I’m grateful to Tracy for pointing out this error. Clearly, I could not have ascended the from the base of the Hillary Step to the summit in twelve minutes. But he is mistaken when he suggests that I ever claimed to have done so in my book or anywhere else to advance a narrative. The confusion was the result of an inadvertent typo. When I typed “1:00” in the sentence above as I was writing the manuscript for my book, I had meant to type “12:00,” which was the correct time, but I accidentally dropped the “2.” This typo resulted in the time being erroneously published as “1:00.” I have no excuse for not catching this embarrassing blunder until Tracy discovered it.
And while I’m acknowledging genuine errors Tracy has identified in Into Thin Air, here are three more:
· In Chapter Two I wrote, “In 1924 [George] Mallory was thirty-eight [years old when he died attempting to reach the summit of Everest]….” This is incorrect. Mallory was born on June 18, 1886, and probably died on June 8 or June 9, 1924. He therefore perished at least nine days before he reached the age of 38.

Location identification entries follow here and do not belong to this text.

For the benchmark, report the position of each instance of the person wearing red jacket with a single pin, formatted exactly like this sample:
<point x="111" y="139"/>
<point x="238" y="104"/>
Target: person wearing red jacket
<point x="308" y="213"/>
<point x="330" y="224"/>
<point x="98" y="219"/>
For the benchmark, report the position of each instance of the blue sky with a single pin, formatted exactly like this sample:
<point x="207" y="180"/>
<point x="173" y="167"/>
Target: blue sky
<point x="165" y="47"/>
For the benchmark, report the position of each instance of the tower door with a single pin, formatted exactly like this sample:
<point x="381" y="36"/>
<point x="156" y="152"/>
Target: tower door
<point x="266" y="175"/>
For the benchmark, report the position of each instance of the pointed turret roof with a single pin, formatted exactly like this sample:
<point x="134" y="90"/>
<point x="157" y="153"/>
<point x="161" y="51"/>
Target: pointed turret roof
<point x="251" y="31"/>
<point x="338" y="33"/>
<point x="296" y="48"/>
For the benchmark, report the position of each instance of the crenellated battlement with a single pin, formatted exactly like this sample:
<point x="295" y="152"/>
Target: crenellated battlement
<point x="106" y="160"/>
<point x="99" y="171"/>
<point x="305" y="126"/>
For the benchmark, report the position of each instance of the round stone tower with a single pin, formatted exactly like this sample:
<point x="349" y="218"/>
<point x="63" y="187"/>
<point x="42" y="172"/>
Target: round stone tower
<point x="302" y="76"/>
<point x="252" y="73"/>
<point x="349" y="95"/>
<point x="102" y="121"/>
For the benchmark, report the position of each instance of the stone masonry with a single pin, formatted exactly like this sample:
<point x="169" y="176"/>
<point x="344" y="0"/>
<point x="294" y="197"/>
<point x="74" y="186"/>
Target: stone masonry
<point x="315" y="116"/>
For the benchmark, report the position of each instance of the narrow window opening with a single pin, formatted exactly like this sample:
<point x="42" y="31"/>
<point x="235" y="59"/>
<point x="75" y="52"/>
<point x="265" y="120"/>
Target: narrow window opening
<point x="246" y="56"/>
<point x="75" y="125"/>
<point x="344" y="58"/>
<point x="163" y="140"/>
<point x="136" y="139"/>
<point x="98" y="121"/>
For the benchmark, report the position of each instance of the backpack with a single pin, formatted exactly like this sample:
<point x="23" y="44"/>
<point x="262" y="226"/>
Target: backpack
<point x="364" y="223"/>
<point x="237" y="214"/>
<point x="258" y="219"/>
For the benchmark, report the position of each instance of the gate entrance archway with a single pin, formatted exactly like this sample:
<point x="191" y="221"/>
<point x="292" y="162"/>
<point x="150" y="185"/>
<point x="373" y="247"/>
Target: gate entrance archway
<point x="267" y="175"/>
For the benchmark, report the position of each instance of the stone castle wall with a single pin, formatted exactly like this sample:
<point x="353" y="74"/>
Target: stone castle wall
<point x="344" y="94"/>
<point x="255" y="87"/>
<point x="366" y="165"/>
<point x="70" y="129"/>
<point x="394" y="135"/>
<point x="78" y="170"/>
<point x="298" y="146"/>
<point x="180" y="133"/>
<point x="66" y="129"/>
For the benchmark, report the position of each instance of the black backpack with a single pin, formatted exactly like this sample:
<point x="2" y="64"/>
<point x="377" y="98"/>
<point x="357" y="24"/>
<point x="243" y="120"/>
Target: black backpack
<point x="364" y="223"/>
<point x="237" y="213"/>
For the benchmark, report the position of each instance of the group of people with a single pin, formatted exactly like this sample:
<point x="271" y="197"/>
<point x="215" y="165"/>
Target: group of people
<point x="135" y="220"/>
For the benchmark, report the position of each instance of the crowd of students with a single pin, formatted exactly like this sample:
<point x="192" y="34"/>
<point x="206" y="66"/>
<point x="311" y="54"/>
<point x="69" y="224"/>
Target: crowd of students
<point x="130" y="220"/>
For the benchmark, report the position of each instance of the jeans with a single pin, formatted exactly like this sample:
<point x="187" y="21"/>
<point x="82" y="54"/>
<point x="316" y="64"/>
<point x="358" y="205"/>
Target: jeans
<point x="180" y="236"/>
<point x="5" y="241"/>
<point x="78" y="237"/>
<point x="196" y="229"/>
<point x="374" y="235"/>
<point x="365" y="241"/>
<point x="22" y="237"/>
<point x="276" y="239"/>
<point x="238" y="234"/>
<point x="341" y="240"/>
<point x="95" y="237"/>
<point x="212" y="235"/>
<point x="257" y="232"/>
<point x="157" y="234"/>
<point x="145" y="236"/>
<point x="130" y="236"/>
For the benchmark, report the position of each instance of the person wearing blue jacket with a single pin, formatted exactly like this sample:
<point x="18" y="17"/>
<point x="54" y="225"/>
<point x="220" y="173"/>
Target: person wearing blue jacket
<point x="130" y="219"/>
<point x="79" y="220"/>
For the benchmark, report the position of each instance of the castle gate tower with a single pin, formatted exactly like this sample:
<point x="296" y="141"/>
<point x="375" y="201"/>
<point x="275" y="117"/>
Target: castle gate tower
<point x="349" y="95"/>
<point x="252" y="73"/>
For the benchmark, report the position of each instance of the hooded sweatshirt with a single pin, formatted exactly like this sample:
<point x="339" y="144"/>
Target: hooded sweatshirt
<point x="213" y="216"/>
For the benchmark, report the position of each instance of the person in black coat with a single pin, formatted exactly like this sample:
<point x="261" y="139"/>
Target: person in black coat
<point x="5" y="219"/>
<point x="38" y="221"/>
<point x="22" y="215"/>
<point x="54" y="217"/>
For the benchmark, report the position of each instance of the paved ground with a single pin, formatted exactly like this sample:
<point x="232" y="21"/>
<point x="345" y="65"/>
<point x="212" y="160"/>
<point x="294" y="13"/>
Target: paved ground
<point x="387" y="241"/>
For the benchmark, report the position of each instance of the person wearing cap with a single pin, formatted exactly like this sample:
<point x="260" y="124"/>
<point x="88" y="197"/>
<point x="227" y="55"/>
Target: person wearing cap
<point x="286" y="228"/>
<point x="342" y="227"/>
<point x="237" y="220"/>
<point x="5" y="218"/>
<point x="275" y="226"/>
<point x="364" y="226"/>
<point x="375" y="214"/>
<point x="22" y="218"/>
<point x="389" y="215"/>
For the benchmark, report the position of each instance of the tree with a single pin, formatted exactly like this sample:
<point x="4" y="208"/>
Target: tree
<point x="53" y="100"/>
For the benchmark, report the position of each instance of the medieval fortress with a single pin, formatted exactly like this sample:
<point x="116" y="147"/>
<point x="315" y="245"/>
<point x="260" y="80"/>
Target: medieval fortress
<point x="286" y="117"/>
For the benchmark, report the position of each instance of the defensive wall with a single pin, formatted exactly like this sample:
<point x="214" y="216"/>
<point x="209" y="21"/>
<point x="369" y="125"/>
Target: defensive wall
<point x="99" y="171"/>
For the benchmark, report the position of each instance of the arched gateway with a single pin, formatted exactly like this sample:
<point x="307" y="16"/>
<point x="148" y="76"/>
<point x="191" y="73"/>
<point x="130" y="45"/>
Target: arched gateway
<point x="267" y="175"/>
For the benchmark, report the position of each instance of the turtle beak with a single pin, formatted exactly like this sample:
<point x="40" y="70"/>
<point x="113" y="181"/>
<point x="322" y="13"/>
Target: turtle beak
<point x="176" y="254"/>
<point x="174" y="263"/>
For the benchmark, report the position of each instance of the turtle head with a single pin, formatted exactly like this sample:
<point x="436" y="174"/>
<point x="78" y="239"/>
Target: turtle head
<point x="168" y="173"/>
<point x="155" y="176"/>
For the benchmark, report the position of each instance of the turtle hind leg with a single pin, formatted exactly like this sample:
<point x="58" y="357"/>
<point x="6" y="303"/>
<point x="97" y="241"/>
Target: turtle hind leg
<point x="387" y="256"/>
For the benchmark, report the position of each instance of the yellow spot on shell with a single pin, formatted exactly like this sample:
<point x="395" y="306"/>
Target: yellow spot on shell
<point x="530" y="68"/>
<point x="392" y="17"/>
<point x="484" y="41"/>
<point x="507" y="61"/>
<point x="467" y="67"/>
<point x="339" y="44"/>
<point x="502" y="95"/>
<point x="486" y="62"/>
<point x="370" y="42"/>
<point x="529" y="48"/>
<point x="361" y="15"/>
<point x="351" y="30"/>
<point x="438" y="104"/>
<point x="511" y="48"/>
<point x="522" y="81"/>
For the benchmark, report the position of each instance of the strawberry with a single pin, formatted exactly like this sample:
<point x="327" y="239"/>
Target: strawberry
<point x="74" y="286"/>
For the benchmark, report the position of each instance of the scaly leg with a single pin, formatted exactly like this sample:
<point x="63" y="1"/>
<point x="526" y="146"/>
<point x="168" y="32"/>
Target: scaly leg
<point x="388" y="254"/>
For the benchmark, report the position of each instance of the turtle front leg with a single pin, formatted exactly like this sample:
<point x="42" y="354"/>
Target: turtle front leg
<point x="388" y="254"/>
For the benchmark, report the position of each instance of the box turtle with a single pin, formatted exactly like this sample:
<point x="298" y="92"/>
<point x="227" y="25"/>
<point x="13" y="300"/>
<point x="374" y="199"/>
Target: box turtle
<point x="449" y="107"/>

· In Chapter Thirteen I wrote, “The Montenegrins, who’d gotten even higher [than Göran Kropp, the Swedish Soloist who ascended to within 350 feet of the top on May 3], had installed some fixed line [on May 9], but in their inexperience they’d used all they had in the first 1,400 feet above the South Col, wasting it on relatively gentle slopes where it wasn’t really needed.” I should not have written this. It was presumptuous of me to speculate they’d “wasted” all of their fixed line by installing it well below the Southeast Ridge and Hillary Step. It’s likely they were still carrying enough rope to fix the Hillary Step when they turned around below it because of high wind. Furthermore, I was very grateful for the rope they’d fixed as I descended from the Balcony to the South Col into the rapidly intensifying storm on May 10, when I was exhausted and out of bottled oxygen.
· In Chapter Seventeen I wrote, “Both Ang Dorje and Lhakpa [Chhiri] were cold and wasted from climbing to the summit and back just the day before [when they headed up from the South Col on May 11 to attempt to rescue Rob Hall from the South Summit].” This is incorrect. Although Ang Dorje reached the top on May 10, Lhakpa Chhiri turned around at the South Summit.
I owe thanks to Michael Tracy for pointing out all of the errors above. I will correct them in the next edition of Into Thin Air.